Craigs saw a place for listed property trusts in long-term portfolios but Mr Timms believed the share price trajectory would continue to be dictated by the movements in bond yields.
"We see further downside risk over the next few years. For this reason, we prefer property companies offering higher earnings growth through complementary income streams, such as development or funds management."
Low interest rates had been beneficial to listed property trusts in two main ways. They provided a lower cost of debt, a significant positive for earnings as property trusts generally had higher debt levels than other sectors due to their stable asset base.
Secondly, investors had driven share prices higher as the interest rates on offer from alternative investments, such as term deposits or bonds, had fallen.
It appeared interest rates had hit bottom, he said.
That meant the two benefits driving the share prices of listed trusts to record highs and that delivered substantial gains to investors, would not be available over the next few years.
Valuations were expected to fall back to levels closer to long-run averages as bond yields climbed. As existing debt facilities expired, refinancing would drive higher interest rates with little ability to pass through to tenants, given the high proportion of prevailing leases with terms typically of three to five years in length.In order to minimise the downside risk to share price performance, Craigs recommended property trusts offering higher earnings growth and lower debt levels.

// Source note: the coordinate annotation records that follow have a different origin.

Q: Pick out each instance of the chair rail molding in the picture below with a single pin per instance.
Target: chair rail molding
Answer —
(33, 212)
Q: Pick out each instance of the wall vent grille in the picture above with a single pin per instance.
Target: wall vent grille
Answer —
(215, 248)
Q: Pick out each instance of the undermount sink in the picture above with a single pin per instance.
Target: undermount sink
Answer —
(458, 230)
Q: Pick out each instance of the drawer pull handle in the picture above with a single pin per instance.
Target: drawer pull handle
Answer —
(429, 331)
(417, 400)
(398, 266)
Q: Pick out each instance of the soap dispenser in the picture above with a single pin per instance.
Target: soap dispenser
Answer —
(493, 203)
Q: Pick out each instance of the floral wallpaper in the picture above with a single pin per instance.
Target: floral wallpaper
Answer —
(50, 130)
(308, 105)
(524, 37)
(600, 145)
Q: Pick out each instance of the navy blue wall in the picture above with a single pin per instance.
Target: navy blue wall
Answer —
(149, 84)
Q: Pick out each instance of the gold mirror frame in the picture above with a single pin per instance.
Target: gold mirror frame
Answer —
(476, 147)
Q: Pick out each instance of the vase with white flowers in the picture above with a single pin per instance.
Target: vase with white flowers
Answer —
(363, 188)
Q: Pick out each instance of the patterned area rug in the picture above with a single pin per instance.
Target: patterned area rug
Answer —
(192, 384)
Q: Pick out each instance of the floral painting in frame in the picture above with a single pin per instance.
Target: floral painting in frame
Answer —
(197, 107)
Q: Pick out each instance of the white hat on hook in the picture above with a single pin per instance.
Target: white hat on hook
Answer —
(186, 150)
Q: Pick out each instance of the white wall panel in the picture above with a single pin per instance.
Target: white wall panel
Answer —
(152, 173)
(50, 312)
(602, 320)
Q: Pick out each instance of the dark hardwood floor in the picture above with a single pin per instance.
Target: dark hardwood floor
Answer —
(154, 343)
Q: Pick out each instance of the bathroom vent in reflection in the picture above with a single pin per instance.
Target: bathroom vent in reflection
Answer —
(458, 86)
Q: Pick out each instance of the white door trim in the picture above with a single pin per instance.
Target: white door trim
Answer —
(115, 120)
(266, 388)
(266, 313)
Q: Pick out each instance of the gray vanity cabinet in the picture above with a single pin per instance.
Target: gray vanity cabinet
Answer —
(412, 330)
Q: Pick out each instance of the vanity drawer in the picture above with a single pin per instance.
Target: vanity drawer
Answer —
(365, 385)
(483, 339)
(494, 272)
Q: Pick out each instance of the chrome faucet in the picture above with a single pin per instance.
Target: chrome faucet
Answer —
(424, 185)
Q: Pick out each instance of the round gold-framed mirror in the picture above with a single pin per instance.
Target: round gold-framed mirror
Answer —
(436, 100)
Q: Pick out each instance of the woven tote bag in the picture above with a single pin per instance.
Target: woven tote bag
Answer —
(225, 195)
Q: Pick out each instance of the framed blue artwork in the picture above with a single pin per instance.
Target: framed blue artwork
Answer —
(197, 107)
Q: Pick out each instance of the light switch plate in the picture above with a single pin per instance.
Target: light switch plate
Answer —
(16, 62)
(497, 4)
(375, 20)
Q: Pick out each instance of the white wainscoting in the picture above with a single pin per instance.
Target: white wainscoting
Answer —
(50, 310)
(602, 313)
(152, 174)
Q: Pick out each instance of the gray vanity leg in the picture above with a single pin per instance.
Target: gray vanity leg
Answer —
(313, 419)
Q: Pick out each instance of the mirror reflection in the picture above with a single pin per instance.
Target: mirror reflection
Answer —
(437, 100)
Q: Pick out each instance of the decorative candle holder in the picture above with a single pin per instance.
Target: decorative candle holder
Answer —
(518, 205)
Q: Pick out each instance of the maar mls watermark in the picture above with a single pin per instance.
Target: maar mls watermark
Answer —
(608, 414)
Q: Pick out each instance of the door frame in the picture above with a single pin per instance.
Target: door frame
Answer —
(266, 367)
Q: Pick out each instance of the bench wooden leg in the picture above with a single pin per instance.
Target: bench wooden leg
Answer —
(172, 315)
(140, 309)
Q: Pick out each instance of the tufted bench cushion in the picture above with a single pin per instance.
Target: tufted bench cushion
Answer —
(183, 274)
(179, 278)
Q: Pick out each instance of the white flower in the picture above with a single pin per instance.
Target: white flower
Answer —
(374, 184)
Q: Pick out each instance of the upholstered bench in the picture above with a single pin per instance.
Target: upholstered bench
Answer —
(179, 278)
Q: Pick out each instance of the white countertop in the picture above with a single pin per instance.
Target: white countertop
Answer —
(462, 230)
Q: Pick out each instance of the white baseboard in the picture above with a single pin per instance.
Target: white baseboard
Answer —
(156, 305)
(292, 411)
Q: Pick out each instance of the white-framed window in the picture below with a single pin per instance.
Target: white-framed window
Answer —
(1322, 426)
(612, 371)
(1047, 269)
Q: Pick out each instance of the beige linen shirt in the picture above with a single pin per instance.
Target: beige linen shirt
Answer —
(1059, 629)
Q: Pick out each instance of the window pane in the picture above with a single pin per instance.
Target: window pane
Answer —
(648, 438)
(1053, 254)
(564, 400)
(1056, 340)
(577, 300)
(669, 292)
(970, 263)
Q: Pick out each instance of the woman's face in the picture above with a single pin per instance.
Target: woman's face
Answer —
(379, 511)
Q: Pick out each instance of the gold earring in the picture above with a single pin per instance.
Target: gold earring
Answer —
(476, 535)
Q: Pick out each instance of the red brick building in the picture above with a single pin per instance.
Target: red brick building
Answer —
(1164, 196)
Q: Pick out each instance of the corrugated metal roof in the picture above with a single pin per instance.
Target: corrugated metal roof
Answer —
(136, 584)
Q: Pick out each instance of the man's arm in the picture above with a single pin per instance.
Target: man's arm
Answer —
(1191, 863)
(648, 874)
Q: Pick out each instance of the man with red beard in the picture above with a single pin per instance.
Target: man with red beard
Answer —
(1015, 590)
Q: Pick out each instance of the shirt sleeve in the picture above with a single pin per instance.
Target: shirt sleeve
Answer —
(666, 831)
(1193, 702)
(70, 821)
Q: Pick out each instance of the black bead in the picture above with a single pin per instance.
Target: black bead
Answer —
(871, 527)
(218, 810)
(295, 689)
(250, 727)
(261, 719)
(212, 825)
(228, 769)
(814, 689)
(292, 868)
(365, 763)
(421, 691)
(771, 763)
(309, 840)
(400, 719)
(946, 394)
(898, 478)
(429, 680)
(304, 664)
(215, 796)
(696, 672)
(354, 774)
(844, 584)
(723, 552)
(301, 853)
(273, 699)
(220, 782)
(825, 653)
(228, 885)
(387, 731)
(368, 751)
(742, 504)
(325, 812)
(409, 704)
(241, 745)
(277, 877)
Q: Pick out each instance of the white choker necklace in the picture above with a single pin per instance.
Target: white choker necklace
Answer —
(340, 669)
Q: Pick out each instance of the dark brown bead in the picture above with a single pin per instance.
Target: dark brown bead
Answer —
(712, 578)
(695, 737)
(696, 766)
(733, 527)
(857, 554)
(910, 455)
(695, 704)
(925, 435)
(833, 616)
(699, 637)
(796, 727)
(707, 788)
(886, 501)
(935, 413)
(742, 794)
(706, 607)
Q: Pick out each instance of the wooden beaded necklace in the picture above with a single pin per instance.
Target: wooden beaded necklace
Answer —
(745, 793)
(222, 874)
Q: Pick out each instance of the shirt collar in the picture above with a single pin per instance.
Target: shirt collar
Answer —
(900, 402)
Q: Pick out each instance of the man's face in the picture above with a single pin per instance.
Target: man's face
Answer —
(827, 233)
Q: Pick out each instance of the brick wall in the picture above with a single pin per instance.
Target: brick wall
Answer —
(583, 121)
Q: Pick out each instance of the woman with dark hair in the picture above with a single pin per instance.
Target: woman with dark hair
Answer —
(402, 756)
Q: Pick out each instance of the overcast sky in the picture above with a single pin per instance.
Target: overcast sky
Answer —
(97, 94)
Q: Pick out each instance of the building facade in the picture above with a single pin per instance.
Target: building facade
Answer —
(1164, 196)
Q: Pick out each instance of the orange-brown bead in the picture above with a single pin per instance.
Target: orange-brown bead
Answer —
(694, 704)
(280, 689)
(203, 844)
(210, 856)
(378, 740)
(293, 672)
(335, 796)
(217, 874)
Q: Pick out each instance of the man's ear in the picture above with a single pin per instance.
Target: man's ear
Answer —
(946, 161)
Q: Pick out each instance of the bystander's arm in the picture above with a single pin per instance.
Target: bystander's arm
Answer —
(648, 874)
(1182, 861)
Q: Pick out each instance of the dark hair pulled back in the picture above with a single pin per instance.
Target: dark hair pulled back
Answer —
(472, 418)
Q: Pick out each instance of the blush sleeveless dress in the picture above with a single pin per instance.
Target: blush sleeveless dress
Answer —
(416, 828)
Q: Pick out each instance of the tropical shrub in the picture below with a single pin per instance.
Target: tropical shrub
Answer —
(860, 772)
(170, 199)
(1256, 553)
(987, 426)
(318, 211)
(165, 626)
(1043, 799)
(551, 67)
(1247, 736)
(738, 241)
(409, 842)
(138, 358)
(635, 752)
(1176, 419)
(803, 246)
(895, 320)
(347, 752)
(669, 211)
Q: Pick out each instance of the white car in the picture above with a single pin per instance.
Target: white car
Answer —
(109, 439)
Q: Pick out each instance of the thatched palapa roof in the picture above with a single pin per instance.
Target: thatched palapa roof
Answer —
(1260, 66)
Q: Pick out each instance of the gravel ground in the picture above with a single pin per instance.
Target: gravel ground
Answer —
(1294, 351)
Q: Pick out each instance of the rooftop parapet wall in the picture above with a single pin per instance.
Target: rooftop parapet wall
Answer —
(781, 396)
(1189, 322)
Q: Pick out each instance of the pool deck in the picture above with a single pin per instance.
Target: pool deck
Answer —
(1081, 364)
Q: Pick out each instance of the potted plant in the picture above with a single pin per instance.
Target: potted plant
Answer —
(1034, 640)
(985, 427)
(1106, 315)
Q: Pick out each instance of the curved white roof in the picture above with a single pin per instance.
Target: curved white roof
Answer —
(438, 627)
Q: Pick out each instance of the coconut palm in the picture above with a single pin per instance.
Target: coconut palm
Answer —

Higher earnings growth could help to bridge the gap to high valuations and lower debt levels would reduce the difficulties from rising debt costs.
Lower debt levels would also be the key should the property market turn and the value of the underlying property assets started to fall, Mr Timms said.
As experienced in 2008 and 2009, the property companies with higher debt skated closer to their banking covenants as the value of their assets reduced and some had to undertake highly dilutive equity ratings.
Several Australian listed property companies offered higher growth as a significant proportion of their earnings streams were derived from development, construction and/or funds management. The share prices of those companies tended to move more in line with the broader equities index than other listed property trusts.
"This is beneficial in the current environment and provides a good alternative for those investors willing to sacrifice some yield for higher earnings growth and potentially more downside share price protection."
At a glance
• In New Zealand, Vital Healthcare and Precinct Properties both offer higher earnings growth than peers, have low debt levels and pay dividends covered by free cash flow.
• In Australia, Lend Lease and Goodman Group offer solid earnings growth, have high quality global businesses and are the market leaders in their respective fields of urban redevelopment projects and commercial properties.